Much to parents’ delight and children’s dismay, school begins today.

It’s that time again when drivers need to be attentive to students crossing streets and children not paying attention — you know, being children.

With each passing summer, I’m even more amazed at the lack of children outdoors. It used to be the park was filled with children playing, streets were a-buzz with children riding bicycles and skateboards, kids fishing in Luta Creek, and the pool was overflowing.

Where were they this summer?

You would have been hard-pressed to find children outdoors anywhere during the day. The pool had a few children but not what you would expect on those 100-degree days.

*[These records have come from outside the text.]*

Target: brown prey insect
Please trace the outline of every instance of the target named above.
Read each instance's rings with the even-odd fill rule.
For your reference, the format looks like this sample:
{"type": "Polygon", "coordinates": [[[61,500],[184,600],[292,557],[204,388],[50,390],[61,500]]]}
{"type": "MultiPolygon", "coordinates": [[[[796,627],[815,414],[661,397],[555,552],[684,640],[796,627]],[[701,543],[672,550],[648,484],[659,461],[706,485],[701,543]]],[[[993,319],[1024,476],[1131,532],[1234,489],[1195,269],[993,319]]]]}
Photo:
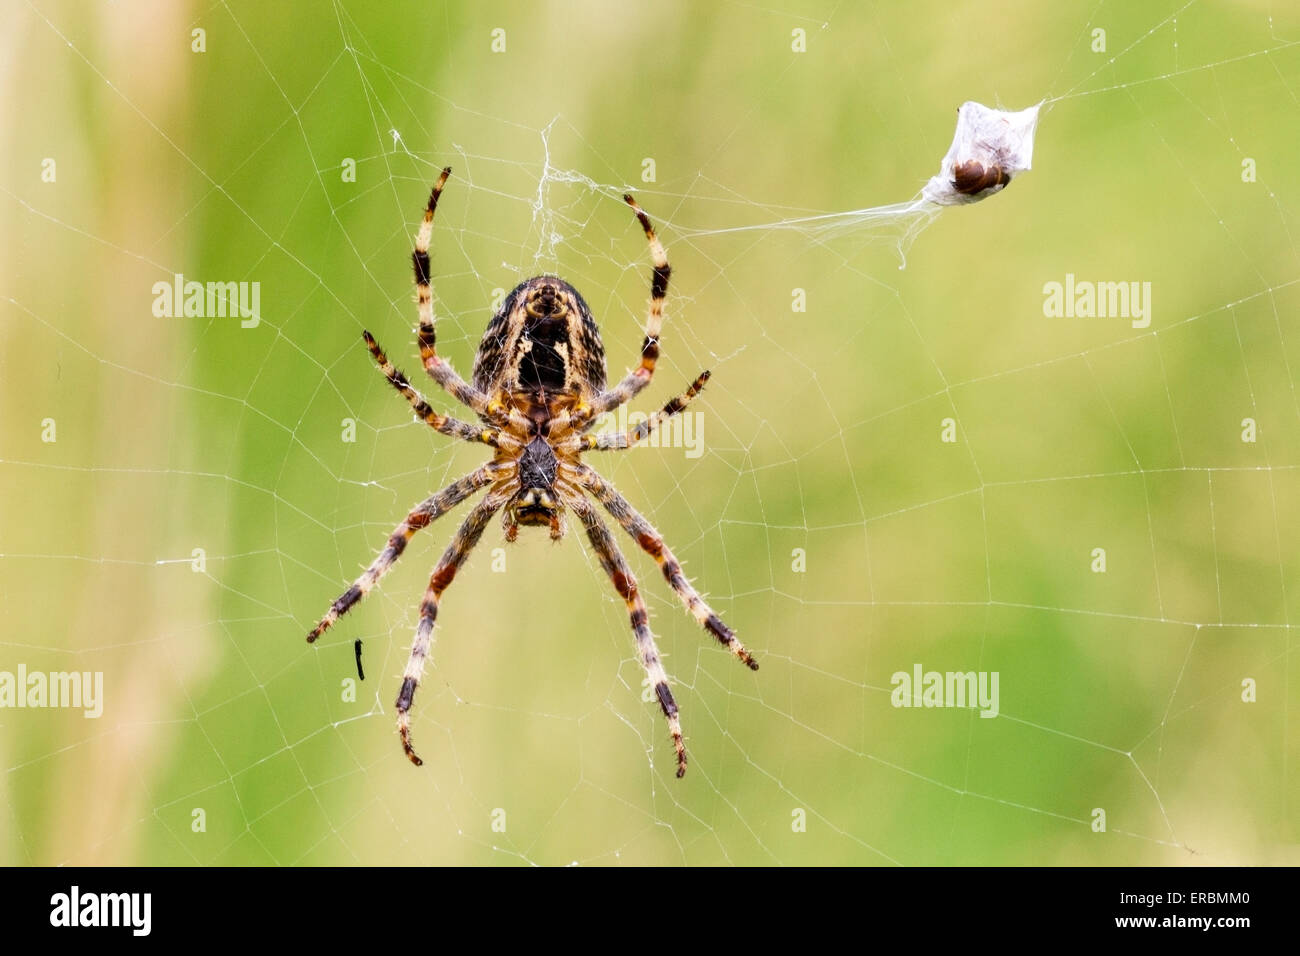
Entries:
{"type": "Polygon", "coordinates": [[[507,541],[515,540],[521,526],[547,528],[554,540],[564,536],[565,514],[582,524],[600,566],[627,604],[637,655],[645,668],[672,735],[677,755],[677,776],[686,773],[686,747],[682,742],[677,704],[668,687],[650,632],[645,601],[627,559],[619,551],[608,525],[593,502],[599,503],[637,545],[655,559],[668,584],[700,625],[752,670],[758,662],[745,650],[735,632],[704,603],[682,573],[681,564],[659,532],[628,504],[617,490],[582,461],[588,451],[630,448],[646,438],[666,419],[680,412],[700,393],[709,373],[701,372],[690,387],[635,428],[625,432],[589,434],[598,415],[626,403],[650,384],[659,357],[659,331],[670,268],[664,247],[636,201],[632,207],[650,244],[654,271],[650,282],[650,309],[641,345],[641,362],[613,388],[605,384],[605,348],[600,330],[578,290],[555,276],[541,275],[521,282],[506,296],[483,333],[474,359],[471,381],[461,378],[434,347],[433,291],[429,286],[429,240],[433,214],[442,187],[451,175],[438,177],[424,221],[415,240],[412,261],[419,308],[420,358],[424,369],[446,392],[473,411],[482,424],[459,421],[435,411],[393,367],[369,332],[362,333],[370,354],[385,377],[410,403],[415,417],[435,431],[493,449],[492,460],[446,488],[430,495],[388,537],[388,543],[371,565],[330,605],[311,633],[315,641],[339,616],[345,614],[401,556],[417,531],[446,514],[477,492],[486,491],[470,511],[443,553],[420,604],[420,619],[411,644],[411,656],[397,695],[397,731],[402,749],[419,766],[422,761],[411,745],[410,711],[424,673],[432,644],[434,622],[442,593],[478,544],[492,516],[502,512],[507,541]]]}
{"type": "Polygon", "coordinates": [[[977,159],[953,163],[952,188],[966,196],[974,196],[994,186],[1005,186],[1011,177],[1001,166],[985,166],[977,159]]]}

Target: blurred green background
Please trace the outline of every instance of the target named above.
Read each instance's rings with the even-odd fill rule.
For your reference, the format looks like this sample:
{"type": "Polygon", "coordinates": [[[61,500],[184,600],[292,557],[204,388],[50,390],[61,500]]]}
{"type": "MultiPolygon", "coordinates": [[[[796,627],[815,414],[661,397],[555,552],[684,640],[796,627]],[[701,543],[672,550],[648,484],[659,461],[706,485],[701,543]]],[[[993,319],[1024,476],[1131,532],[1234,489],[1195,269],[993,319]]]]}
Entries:
{"type": "Polygon", "coordinates": [[[102,671],[105,709],[0,710],[0,862],[1300,862],[1297,43],[1262,0],[12,5],[0,670],[102,671]],[[965,100],[1046,100],[1034,169],[905,269],[898,220],[709,234],[910,198],[965,100]],[[668,246],[636,405],[712,368],[704,453],[594,464],[762,662],[628,542],[681,781],[578,533],[499,570],[493,524],[419,770],[392,702],[463,509],[303,641],[484,457],[360,340],[419,371],[409,250],[446,164],[462,371],[494,290],[555,271],[621,374],[649,273],[625,188],[668,246]],[[259,282],[261,324],[154,317],[174,273],[259,282]],[[1151,327],[1046,318],[1066,273],[1151,282],[1151,327]],[[892,707],[915,664],[997,671],[1001,715],[892,707]]]}

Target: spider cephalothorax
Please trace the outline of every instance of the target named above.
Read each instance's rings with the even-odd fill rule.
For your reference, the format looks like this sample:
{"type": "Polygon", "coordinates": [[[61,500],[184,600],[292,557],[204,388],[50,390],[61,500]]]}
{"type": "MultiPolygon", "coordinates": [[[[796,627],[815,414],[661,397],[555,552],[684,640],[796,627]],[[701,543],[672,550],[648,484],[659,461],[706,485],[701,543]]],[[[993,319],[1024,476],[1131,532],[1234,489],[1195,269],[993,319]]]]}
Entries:
{"type": "Polygon", "coordinates": [[[560,459],[551,443],[534,435],[519,456],[519,490],[506,503],[507,541],[515,540],[521,524],[543,524],[555,540],[564,537],[560,496],[555,491],[559,471],[560,459]]]}
{"type": "Polygon", "coordinates": [[[521,282],[502,301],[483,334],[471,381],[466,382],[437,353],[433,292],[429,286],[433,215],[449,175],[451,170],[444,169],[429,195],[412,256],[420,315],[420,358],[430,377],[473,411],[483,424],[474,425],[434,411],[411,387],[406,376],[388,361],[370,333],[364,332],[363,336],[380,369],[410,403],[416,418],[444,435],[489,445],[495,453],[482,467],[416,505],[389,535],[387,546],[370,567],[330,605],[307,640],[316,640],[341,614],[365,597],[401,556],[416,531],[486,489],[433,569],[420,604],[420,620],[397,696],[397,728],[402,747],[418,766],[421,760],[411,746],[410,710],[432,645],[442,592],[450,586],[497,511],[502,512],[508,541],[515,540],[521,526],[532,525],[549,528],[551,537],[559,540],[564,535],[564,515],[571,512],[582,523],[601,568],[627,605],[638,657],[668,720],[680,777],[686,772],[686,747],[682,742],[677,704],[650,633],[645,601],[632,569],[592,500],[599,502],[642,550],[655,559],[668,584],[706,631],[753,670],[758,669],[758,663],[737,640],[735,632],[722,623],[691,586],[681,564],[654,527],[582,462],[584,452],[630,448],[646,438],[665,419],[685,408],[708,381],[709,373],[701,372],[683,394],[633,429],[588,434],[597,416],[637,395],[654,375],[671,272],[668,258],[649,218],[631,196],[624,196],[650,243],[654,272],[641,362],[613,388],[606,388],[605,348],[587,303],[563,279],[545,275],[521,282]]]}

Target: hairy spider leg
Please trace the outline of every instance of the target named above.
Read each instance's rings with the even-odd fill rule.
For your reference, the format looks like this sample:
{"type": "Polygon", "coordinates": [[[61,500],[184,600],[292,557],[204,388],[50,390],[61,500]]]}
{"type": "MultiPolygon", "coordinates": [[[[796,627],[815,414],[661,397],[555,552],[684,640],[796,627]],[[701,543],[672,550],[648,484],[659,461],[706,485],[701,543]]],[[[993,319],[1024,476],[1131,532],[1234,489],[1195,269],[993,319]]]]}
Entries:
{"type": "Polygon", "coordinates": [[[442,517],[476,491],[490,485],[500,477],[501,471],[502,467],[499,464],[488,462],[468,475],[456,479],[446,488],[430,495],[412,508],[410,514],[388,536],[388,544],[371,562],[370,567],[361,572],[361,576],[356,579],[352,586],[334,600],[325,616],[320,619],[320,623],[311,629],[311,632],[307,635],[307,641],[309,643],[315,641],[335,621],[369,594],[370,589],[388,573],[388,569],[402,556],[402,552],[406,550],[407,544],[410,543],[411,538],[415,536],[417,531],[431,521],[442,517]]]}
{"type": "Polygon", "coordinates": [[[576,491],[568,500],[568,505],[582,521],[582,526],[587,531],[587,538],[591,542],[591,549],[600,561],[600,566],[605,569],[605,573],[613,582],[614,590],[627,604],[628,619],[632,624],[632,634],[636,638],[641,666],[645,668],[646,677],[649,678],[654,687],[655,697],[659,700],[659,707],[668,721],[668,733],[672,735],[673,749],[677,753],[677,776],[685,776],[686,745],[682,741],[682,722],[677,716],[677,702],[673,700],[673,692],[668,686],[668,674],[664,671],[663,661],[659,657],[659,648],[655,646],[654,635],[650,632],[649,614],[646,611],[645,601],[641,598],[641,592],[637,589],[636,577],[632,574],[627,559],[623,557],[623,553],[614,542],[614,536],[609,533],[609,528],[600,520],[596,509],[576,491]]]}
{"type": "Polygon", "coordinates": [[[686,609],[691,612],[700,626],[716,637],[718,642],[735,654],[746,667],[750,670],[758,670],[758,661],[754,660],[753,655],[745,649],[745,645],[736,637],[736,632],[722,623],[722,618],[704,603],[700,593],[691,586],[691,582],[682,573],[681,563],[673,556],[668,545],[664,543],[663,536],[654,529],[654,526],[641,517],[636,509],[628,504],[627,499],[592,468],[579,464],[577,472],[580,485],[604,505],[610,517],[623,526],[623,530],[632,536],[632,540],[640,545],[641,550],[659,563],[664,579],[677,592],[677,596],[682,599],[682,603],[686,605],[686,609]]]}
{"type": "Polygon", "coordinates": [[[489,492],[482,501],[474,506],[469,517],[461,524],[452,538],[451,544],[443,552],[442,558],[429,577],[429,587],[424,592],[420,603],[420,620],[415,626],[415,640],[411,642],[411,656],[406,662],[406,671],[402,675],[402,689],[397,695],[397,733],[402,738],[402,749],[411,763],[417,767],[424,763],[411,746],[411,704],[415,700],[415,690],[420,686],[424,676],[424,661],[433,646],[433,625],[438,619],[438,601],[442,592],[447,590],[456,572],[460,569],[469,553],[483,536],[492,516],[501,506],[510,500],[510,490],[489,492]]]}

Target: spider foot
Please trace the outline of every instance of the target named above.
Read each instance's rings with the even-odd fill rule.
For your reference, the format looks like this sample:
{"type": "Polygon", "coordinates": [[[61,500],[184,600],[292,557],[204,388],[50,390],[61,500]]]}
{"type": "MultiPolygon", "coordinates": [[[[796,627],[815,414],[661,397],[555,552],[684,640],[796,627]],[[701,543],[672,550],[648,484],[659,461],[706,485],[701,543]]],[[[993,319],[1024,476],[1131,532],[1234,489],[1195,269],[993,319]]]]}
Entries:
{"type": "Polygon", "coordinates": [[[424,761],[420,759],[420,755],[411,746],[411,719],[405,712],[397,715],[397,733],[402,738],[402,750],[406,752],[407,758],[417,767],[423,767],[424,761]]]}
{"type": "Polygon", "coordinates": [[[722,618],[710,614],[704,619],[704,629],[716,637],[723,647],[739,657],[740,662],[751,671],[758,670],[758,661],[754,660],[754,655],[745,650],[745,645],[740,643],[736,632],[723,624],[722,618]]]}
{"type": "Polygon", "coordinates": [[[307,634],[307,643],[314,644],[316,638],[329,630],[330,626],[339,619],[339,616],[347,613],[348,609],[360,601],[363,596],[364,592],[359,584],[352,585],[352,587],[340,594],[338,599],[330,605],[330,609],[325,612],[325,616],[320,619],[320,623],[307,634]]]}
{"type": "Polygon", "coordinates": [[[397,733],[402,738],[402,749],[406,751],[406,756],[411,763],[417,767],[422,766],[424,761],[420,759],[411,746],[411,702],[415,699],[415,688],[418,681],[414,677],[407,677],[402,681],[402,690],[397,695],[397,733]]]}
{"type": "Polygon", "coordinates": [[[680,780],[686,776],[686,744],[682,743],[682,722],[677,717],[677,705],[673,703],[668,686],[662,684],[660,687],[655,689],[659,691],[660,702],[664,703],[664,715],[668,718],[668,733],[672,734],[673,750],[677,751],[677,777],[680,780]]]}
{"type": "Polygon", "coordinates": [[[329,614],[321,618],[320,623],[307,632],[307,643],[315,644],[316,638],[320,637],[322,634],[328,631],[330,625],[333,624],[336,620],[338,620],[338,615],[335,614],[333,611],[331,611],[329,614]]]}

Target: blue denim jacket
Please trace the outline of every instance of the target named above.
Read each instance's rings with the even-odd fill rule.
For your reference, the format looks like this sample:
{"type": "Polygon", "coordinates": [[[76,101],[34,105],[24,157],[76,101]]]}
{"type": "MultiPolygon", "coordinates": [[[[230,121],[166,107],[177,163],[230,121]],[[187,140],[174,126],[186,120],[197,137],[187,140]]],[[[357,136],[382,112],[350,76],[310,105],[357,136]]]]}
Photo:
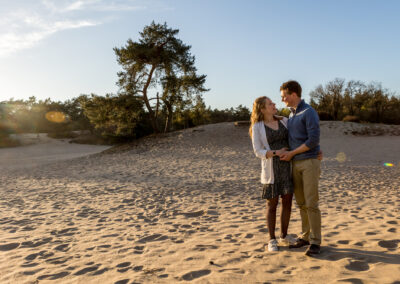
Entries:
{"type": "Polygon", "coordinates": [[[294,150],[302,144],[306,144],[310,150],[298,154],[293,160],[316,158],[319,152],[319,117],[318,113],[310,105],[301,100],[296,110],[292,109],[288,121],[289,147],[294,150]]]}

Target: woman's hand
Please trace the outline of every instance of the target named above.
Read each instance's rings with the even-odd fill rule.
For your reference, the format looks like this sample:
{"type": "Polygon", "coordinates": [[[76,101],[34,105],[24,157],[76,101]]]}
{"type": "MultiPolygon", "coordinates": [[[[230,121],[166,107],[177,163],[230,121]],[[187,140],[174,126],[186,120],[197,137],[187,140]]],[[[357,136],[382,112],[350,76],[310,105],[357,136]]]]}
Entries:
{"type": "Polygon", "coordinates": [[[273,156],[274,156],[274,153],[271,150],[269,150],[269,151],[267,151],[267,153],[265,153],[265,158],[267,158],[267,159],[272,158],[273,156]]]}
{"type": "Polygon", "coordinates": [[[287,152],[286,148],[282,148],[280,150],[276,150],[275,153],[277,156],[281,157],[283,154],[287,152]]]}

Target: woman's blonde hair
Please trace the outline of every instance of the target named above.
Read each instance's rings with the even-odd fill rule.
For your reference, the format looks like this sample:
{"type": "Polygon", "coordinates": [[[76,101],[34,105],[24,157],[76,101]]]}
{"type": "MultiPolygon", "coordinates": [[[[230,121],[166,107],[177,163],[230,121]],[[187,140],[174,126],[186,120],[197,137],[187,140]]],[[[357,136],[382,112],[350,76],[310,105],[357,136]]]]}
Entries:
{"type": "Polygon", "coordinates": [[[250,117],[250,128],[249,128],[249,135],[250,138],[253,137],[253,125],[256,122],[263,121],[264,120],[264,115],[261,112],[261,110],[265,107],[265,104],[268,100],[271,100],[270,98],[263,96],[257,98],[254,103],[253,103],[253,111],[251,112],[251,117],[250,117]]]}
{"type": "MultiPolygon", "coordinates": [[[[249,128],[249,135],[250,138],[253,138],[253,125],[259,121],[264,120],[264,115],[261,112],[261,110],[265,107],[265,104],[267,100],[271,101],[272,100],[266,96],[259,97],[257,98],[254,103],[253,103],[253,111],[251,112],[251,117],[250,117],[250,128],[249,128]]],[[[274,115],[275,120],[282,120],[282,116],[274,115]]]]}

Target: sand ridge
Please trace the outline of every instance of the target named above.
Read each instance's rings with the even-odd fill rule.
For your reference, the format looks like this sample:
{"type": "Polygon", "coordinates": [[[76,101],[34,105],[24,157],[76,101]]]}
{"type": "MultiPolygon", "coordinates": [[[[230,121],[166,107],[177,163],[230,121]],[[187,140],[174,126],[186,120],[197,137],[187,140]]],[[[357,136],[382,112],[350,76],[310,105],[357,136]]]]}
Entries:
{"type": "Polygon", "coordinates": [[[400,137],[324,124],[318,257],[266,251],[259,160],[220,123],[2,171],[0,283],[399,281],[400,137]]]}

We seem to be getting further from playing outdoors — or even in an indoor pool. I imagine the majority of youths are playing computer games, texting on cell phones, or watching television.

We’re constantly hearing about childhood obesity issues. Well, folks, that’s one of the reasons.

The other reason is the way we eat — usually on the run. I’m guilty of this. Grab a bite here, maybe a snack there. When was the last time you sat down with your family and ate a meal?

One positive note is the involvement of our children in baseball/softball programs and on swim teams.

The other extreme our society is how busy our children and grandchildren are — sports, clubs, school, friends, church. And they’re getting in the rat race when they’re 5 or 6 years old.

Being active is vital for physical and mental health but being overly busy makes all of us tired.

The real challenge for parents and grandparents is to find the balance of how children spend their time.

Sitting in front of the TV all day isn’t good but running from one sporting event or meeting to another isn’t either.

Kids need time to be kids — to ride their bikes to Luta Creek to fish for the afternoon. Or play hopscotch on a sidewalk. Or just lie in the grass and look at the stars.

Even teens need down time to do what teens do — usually involving eating, sleeping, and texting.

The beginning of a school year gives us a clean slate. Make the most of it and choose carefully.